Two cultivars of strawberry (Fragaria Xananassa 'Nyoho' and FragariaXananassa 'Toyonoka') were used as materials and gene expression related to anthocyanin biosynthesis was analyzed under light and dark conditions. The content of anthocyanidins and sugars such as fructose, glucose and sucrose in the light-exposed and light-interrupted fruits of the two strawberry cultivars were analyzed by using a spectrophotometer and a high pressure liquid chromatography. The expression of CHS, DFR and ANS related to anthocyanin biosynthesis in the light-exposed and light-interrupted fruits and developing fruits of the two strawberry cultivars was analyzed by northern hybridization. The content of anthocyanidin in developing fruits of the two strawberry cultivars was analyzed and a key gene CHS was cloned as well by RACE (Rapid amplification cDNA ends). The main results are as follows.1. There were two major anthocyanidins, i.e., pelargonidin and cyanidin, in strawberry fruits. The content of anthocyanidins in mature fruit was different between 'Nyoho' and 'Toyonoka' and the content in 'Nyoho' was higher than that in 'Toyonoka'. The pigment content of 'Nyoho' was not or little affected by light environment and regarded as a non-sensitive type as for light response, but 'Toyonoka' was affected to some extent and regarded as a partial-sensitive type.2. When 'Nyoho' or 'Toyonoka' fruits were shaded with aluminum foil, the content of fructose, glucose and sucrose was not obviously different from that of control fruits. This suggested that light was not a main factor affecting the content of sugars in fruits of strawberry.3. In both 'Nyoho' and 'Toyonoka' fruits, the expression of anthocyanin biosynthesis genes, CHS, DFR and ANS, was strong when fruits were young and green and then passed a transient low period after fruits developed about 3 week.

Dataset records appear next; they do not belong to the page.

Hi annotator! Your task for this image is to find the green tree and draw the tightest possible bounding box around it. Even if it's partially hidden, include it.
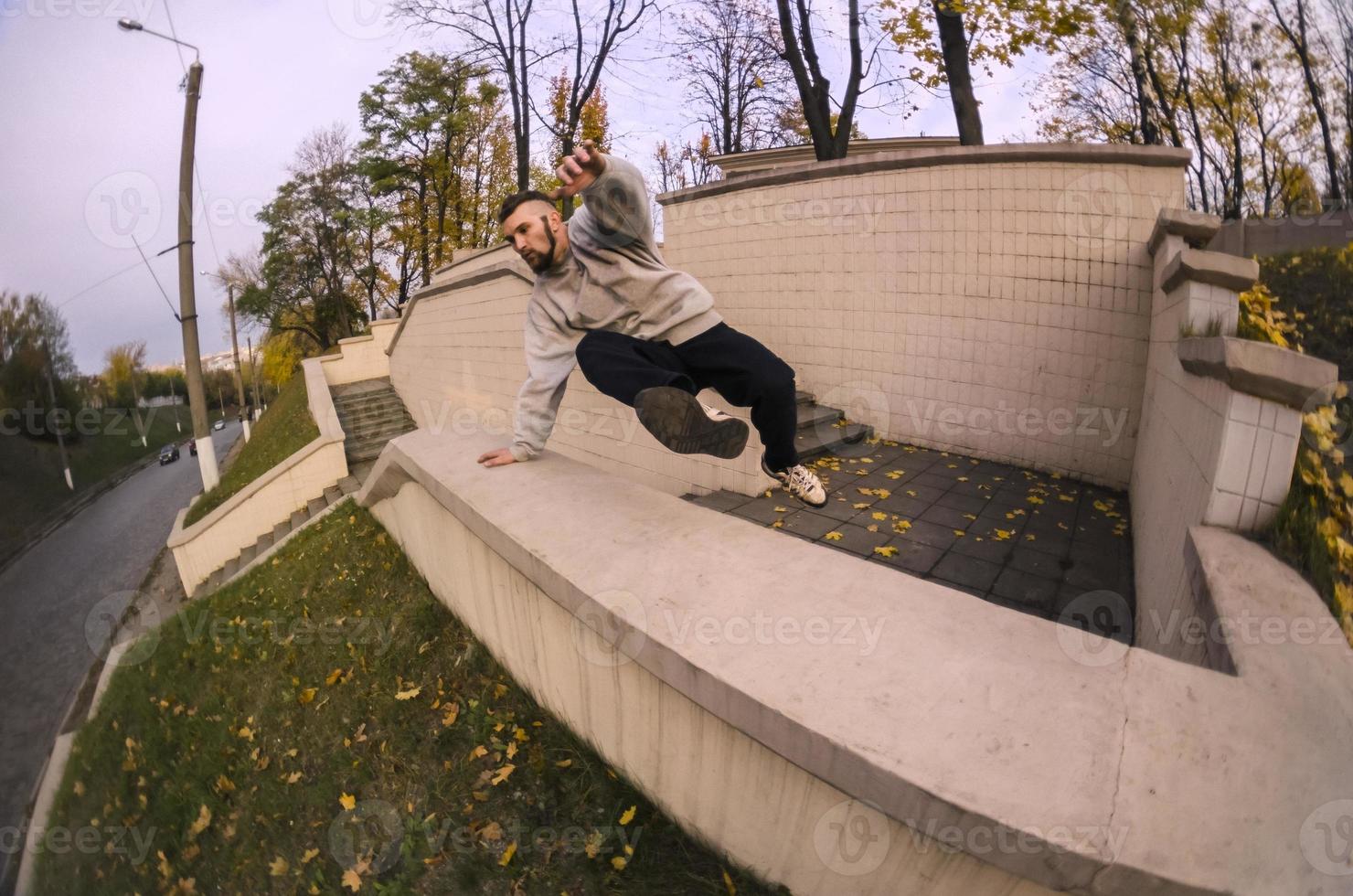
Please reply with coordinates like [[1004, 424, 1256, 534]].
[[0, 290, 80, 436], [879, 0, 1091, 146]]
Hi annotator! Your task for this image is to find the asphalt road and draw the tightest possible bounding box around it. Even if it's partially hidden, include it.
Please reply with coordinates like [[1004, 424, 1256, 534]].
[[0, 421, 242, 880]]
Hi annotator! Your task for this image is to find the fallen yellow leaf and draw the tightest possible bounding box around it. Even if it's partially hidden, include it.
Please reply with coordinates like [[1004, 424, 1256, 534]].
[[188, 804, 211, 840]]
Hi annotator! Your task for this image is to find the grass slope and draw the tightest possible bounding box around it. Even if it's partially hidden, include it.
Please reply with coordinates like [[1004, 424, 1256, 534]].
[[183, 375, 319, 525], [37, 501, 777, 896]]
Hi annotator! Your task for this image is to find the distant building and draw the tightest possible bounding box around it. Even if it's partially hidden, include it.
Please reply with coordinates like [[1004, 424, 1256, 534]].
[[138, 395, 186, 408], [168, 345, 262, 374]]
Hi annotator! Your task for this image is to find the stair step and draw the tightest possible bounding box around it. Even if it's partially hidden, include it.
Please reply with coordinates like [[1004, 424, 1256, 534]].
[[338, 414, 418, 433], [335, 395, 405, 415], [330, 377, 394, 395], [335, 402, 412, 421], [345, 426, 414, 447], [344, 442, 389, 467], [794, 423, 873, 460], [335, 389, 400, 408], [798, 403, 846, 429], [338, 414, 417, 434]]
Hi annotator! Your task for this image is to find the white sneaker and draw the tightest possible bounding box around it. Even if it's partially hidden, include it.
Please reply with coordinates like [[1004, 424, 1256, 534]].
[[762, 454, 826, 507], [634, 386, 751, 457]]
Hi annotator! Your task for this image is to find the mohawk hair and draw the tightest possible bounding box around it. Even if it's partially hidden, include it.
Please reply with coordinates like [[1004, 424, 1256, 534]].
[[498, 189, 555, 223]]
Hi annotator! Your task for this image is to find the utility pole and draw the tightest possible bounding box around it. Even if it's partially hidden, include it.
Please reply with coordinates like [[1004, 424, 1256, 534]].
[[249, 336, 260, 420], [127, 360, 146, 448], [118, 19, 212, 491], [226, 283, 249, 442], [178, 59, 220, 491], [42, 333, 76, 491], [169, 374, 183, 434]]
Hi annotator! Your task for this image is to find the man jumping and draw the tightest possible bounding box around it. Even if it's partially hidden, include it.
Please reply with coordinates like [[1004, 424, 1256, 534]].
[[477, 141, 826, 507]]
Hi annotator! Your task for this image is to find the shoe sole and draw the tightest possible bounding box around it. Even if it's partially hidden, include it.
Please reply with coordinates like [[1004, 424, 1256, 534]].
[[634, 386, 750, 459], [761, 457, 831, 510]]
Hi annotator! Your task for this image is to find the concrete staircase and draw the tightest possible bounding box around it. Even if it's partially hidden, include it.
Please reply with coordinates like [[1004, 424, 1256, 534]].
[[794, 389, 874, 462], [202, 476, 361, 594], [330, 377, 417, 470]]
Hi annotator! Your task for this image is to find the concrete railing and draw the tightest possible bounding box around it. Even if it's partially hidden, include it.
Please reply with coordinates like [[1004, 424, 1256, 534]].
[[1131, 211, 1338, 668], [358, 431, 1353, 896], [319, 318, 402, 386], [168, 357, 348, 597]]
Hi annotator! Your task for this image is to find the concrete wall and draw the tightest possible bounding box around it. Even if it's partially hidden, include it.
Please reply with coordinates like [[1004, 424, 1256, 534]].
[[659, 146, 1187, 485], [1207, 208, 1353, 257], [319, 318, 400, 386], [391, 146, 1187, 494], [168, 346, 365, 595], [357, 431, 1353, 896], [1131, 222, 1337, 668]]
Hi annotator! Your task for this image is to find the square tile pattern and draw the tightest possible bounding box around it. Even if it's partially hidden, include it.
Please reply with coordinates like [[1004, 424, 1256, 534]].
[[686, 439, 1135, 643]]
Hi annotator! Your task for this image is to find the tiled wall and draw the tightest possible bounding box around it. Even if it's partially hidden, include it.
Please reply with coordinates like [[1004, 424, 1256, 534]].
[[665, 163, 1183, 487], [1131, 236, 1300, 665], [391, 151, 1184, 494]]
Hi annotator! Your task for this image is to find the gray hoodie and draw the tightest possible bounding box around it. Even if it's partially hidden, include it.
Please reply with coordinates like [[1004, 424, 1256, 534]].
[[510, 155, 724, 460]]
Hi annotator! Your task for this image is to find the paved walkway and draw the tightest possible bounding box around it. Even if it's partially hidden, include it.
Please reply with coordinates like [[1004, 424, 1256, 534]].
[[687, 440, 1135, 640]]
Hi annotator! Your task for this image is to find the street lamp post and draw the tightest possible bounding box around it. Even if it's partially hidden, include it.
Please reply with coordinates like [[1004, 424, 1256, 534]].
[[197, 271, 249, 442], [249, 336, 260, 420], [118, 19, 220, 491]]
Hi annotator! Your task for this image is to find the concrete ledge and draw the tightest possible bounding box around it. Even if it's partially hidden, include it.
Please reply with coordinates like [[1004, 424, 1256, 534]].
[[358, 431, 1353, 896], [386, 252, 536, 355], [14, 731, 76, 896], [1161, 249, 1260, 293], [1185, 525, 1353, 682], [709, 137, 959, 177], [165, 357, 348, 597], [656, 144, 1190, 206], [1177, 336, 1339, 411], [1146, 208, 1221, 256]]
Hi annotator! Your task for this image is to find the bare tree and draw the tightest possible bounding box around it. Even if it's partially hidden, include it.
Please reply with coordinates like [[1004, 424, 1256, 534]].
[[775, 0, 865, 161], [536, 0, 654, 218], [676, 0, 794, 155], [1269, 0, 1344, 207]]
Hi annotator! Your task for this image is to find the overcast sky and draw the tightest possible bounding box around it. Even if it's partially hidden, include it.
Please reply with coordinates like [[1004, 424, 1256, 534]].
[[0, 0, 1037, 374]]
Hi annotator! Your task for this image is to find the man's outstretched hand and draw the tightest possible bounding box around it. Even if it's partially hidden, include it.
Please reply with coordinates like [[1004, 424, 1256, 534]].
[[549, 139, 606, 200], [474, 448, 517, 467]]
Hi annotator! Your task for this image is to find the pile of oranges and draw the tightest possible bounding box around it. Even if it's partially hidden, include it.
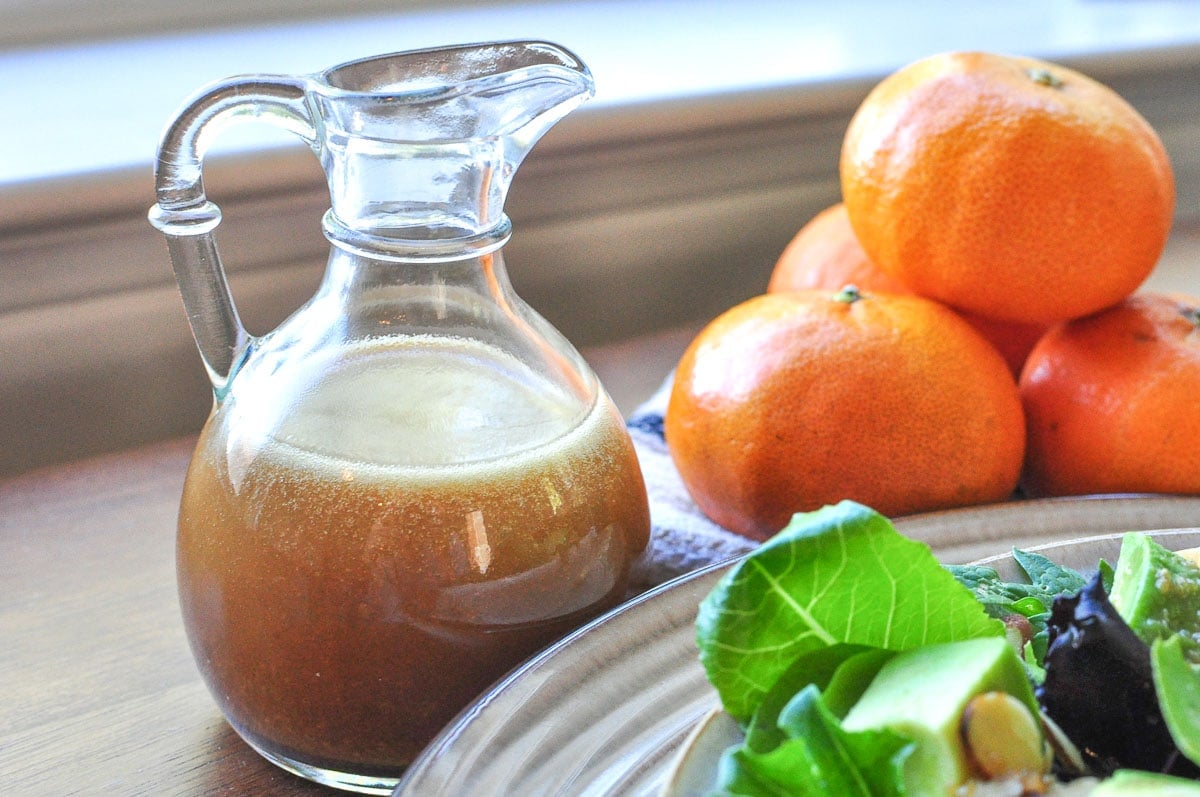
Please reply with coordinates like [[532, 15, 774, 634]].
[[665, 53, 1200, 539]]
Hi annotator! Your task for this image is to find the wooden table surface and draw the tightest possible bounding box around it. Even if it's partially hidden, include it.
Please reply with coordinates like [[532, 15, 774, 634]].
[[9, 439, 1200, 797], [0, 439, 341, 797]]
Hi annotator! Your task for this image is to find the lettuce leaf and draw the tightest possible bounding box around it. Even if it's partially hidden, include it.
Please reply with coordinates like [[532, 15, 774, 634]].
[[715, 685, 913, 797], [696, 501, 1004, 724]]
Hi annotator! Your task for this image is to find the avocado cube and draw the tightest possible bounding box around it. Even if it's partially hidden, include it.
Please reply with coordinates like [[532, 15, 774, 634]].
[[842, 636, 1044, 797], [1091, 769, 1200, 797], [1109, 532, 1200, 664]]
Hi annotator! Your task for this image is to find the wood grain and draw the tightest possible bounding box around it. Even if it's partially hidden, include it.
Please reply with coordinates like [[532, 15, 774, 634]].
[[0, 439, 340, 797]]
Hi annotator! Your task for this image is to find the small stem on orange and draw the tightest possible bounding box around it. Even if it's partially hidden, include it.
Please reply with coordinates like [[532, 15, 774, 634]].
[[833, 284, 863, 305], [1028, 67, 1062, 89]]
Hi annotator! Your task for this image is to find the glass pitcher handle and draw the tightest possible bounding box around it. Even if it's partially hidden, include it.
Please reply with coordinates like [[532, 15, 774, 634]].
[[150, 76, 316, 401]]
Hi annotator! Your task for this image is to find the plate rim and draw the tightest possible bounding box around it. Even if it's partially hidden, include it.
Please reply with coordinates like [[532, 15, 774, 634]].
[[394, 493, 1200, 797]]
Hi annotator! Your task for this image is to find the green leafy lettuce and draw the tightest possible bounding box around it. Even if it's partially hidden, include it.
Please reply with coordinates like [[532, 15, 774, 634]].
[[696, 501, 1004, 724]]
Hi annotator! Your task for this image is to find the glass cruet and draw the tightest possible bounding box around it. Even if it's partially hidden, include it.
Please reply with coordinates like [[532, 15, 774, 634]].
[[150, 42, 649, 793]]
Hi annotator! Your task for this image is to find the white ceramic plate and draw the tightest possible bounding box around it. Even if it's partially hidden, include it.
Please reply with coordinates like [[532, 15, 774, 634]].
[[395, 496, 1200, 797]]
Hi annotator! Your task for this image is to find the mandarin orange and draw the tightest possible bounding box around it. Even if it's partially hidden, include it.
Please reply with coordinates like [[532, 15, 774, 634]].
[[664, 289, 1025, 539], [1020, 293, 1200, 496], [767, 202, 1046, 378], [840, 53, 1175, 323]]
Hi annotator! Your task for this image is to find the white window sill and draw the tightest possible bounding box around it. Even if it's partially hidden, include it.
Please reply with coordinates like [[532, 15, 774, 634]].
[[0, 0, 1200, 474], [7, 0, 1200, 186]]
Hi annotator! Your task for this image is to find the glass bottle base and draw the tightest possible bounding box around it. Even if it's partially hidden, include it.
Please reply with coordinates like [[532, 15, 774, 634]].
[[242, 737, 400, 795]]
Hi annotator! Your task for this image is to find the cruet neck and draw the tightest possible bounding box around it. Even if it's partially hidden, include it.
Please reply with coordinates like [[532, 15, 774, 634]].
[[308, 42, 594, 259]]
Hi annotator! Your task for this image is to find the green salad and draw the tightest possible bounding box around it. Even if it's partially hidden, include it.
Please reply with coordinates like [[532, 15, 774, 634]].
[[696, 502, 1200, 797]]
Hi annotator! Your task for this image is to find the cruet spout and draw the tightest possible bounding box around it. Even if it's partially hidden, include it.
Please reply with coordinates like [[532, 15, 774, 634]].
[[150, 42, 594, 393], [311, 42, 594, 248]]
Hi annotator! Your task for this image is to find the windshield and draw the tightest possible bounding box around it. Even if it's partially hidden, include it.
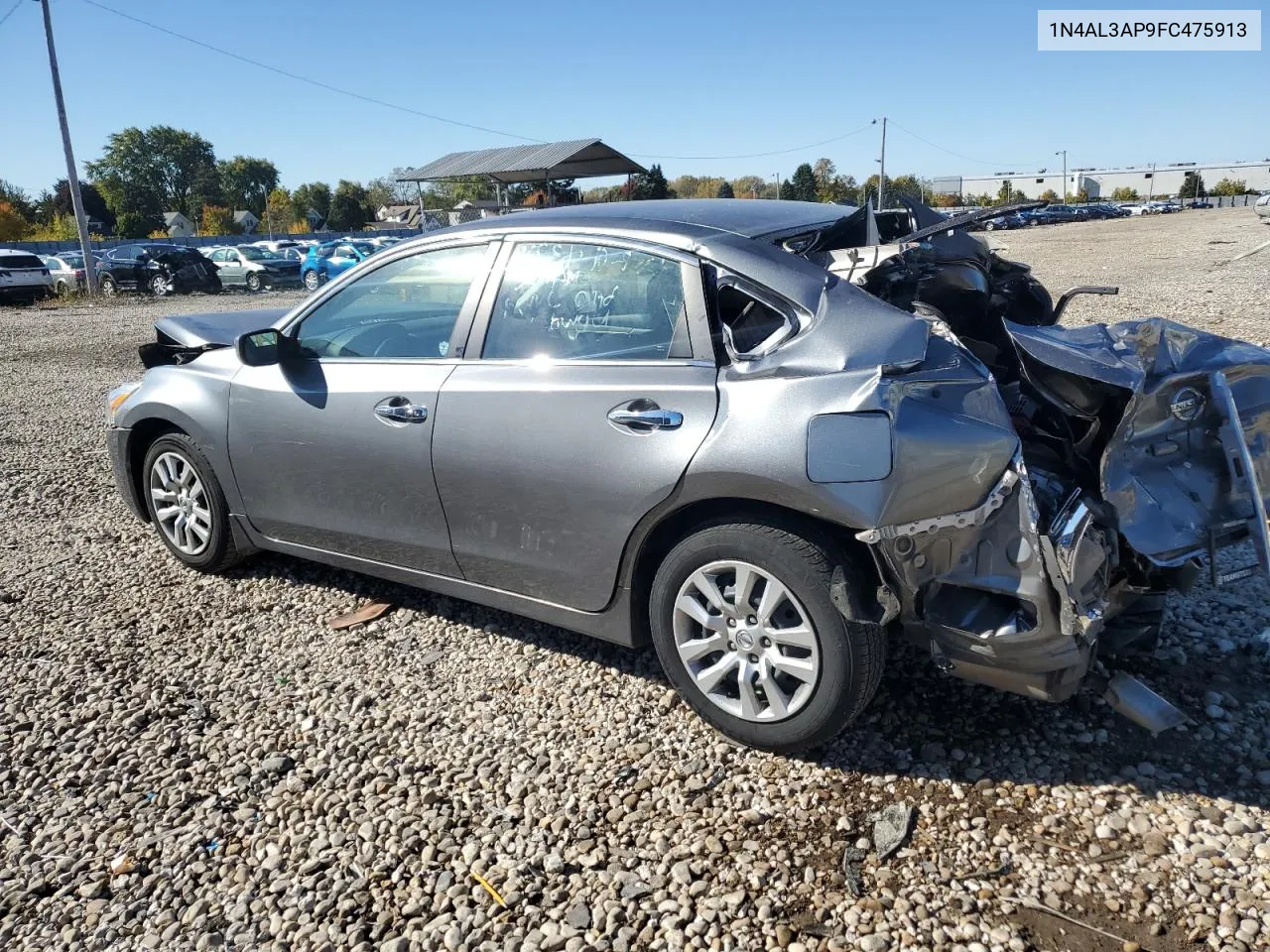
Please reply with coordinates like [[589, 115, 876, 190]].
[[239, 245, 282, 262]]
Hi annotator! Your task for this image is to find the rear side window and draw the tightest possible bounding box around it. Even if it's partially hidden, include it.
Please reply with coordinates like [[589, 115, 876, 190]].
[[0, 253, 45, 271], [481, 241, 691, 361], [717, 285, 793, 359]]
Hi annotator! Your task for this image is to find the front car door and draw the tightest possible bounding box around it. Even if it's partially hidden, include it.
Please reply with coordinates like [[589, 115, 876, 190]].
[[228, 239, 494, 576], [433, 236, 717, 611]]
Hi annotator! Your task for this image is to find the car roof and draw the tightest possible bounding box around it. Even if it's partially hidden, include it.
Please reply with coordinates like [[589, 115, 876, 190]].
[[447, 198, 854, 237]]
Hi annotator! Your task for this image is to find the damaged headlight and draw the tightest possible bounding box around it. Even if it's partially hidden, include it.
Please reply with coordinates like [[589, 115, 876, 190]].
[[105, 380, 141, 426]]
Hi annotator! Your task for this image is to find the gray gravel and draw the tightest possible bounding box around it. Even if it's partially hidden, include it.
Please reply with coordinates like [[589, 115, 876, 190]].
[[0, 209, 1270, 952]]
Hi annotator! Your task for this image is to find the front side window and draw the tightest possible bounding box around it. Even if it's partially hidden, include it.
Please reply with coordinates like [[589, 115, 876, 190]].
[[296, 245, 488, 358], [481, 242, 690, 361]]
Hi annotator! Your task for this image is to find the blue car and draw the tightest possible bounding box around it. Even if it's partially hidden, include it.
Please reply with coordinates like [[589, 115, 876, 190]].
[[300, 241, 377, 291]]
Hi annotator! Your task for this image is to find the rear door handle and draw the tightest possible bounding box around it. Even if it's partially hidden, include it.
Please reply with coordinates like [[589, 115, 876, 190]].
[[608, 408, 684, 430], [375, 398, 428, 422]]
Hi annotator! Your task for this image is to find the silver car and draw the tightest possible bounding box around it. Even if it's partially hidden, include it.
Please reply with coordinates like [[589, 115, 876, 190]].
[[107, 199, 1270, 752]]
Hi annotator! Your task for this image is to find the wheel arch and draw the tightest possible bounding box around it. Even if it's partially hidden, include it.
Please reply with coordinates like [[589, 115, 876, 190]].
[[623, 496, 886, 645]]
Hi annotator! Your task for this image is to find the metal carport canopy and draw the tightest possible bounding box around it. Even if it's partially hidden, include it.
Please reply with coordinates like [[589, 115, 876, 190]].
[[398, 139, 645, 184]]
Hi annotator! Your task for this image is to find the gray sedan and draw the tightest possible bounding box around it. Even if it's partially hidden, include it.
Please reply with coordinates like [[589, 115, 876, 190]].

When fruits began to turn red, the expression of CHS* DFR and ANS was increased dramatically. This change in gene expression was consistent with the change in pigment content. Northern blotting indicated that the expression of CHS* DFR and ANS was not obviously different between a light irradiated part and a shade part of 'Nyoho', but in 'Toyonoka' the expression was weaker in shade part than light part.4. CHS gene was cloned from cDNA and CHS open reading frame sequence was obtained.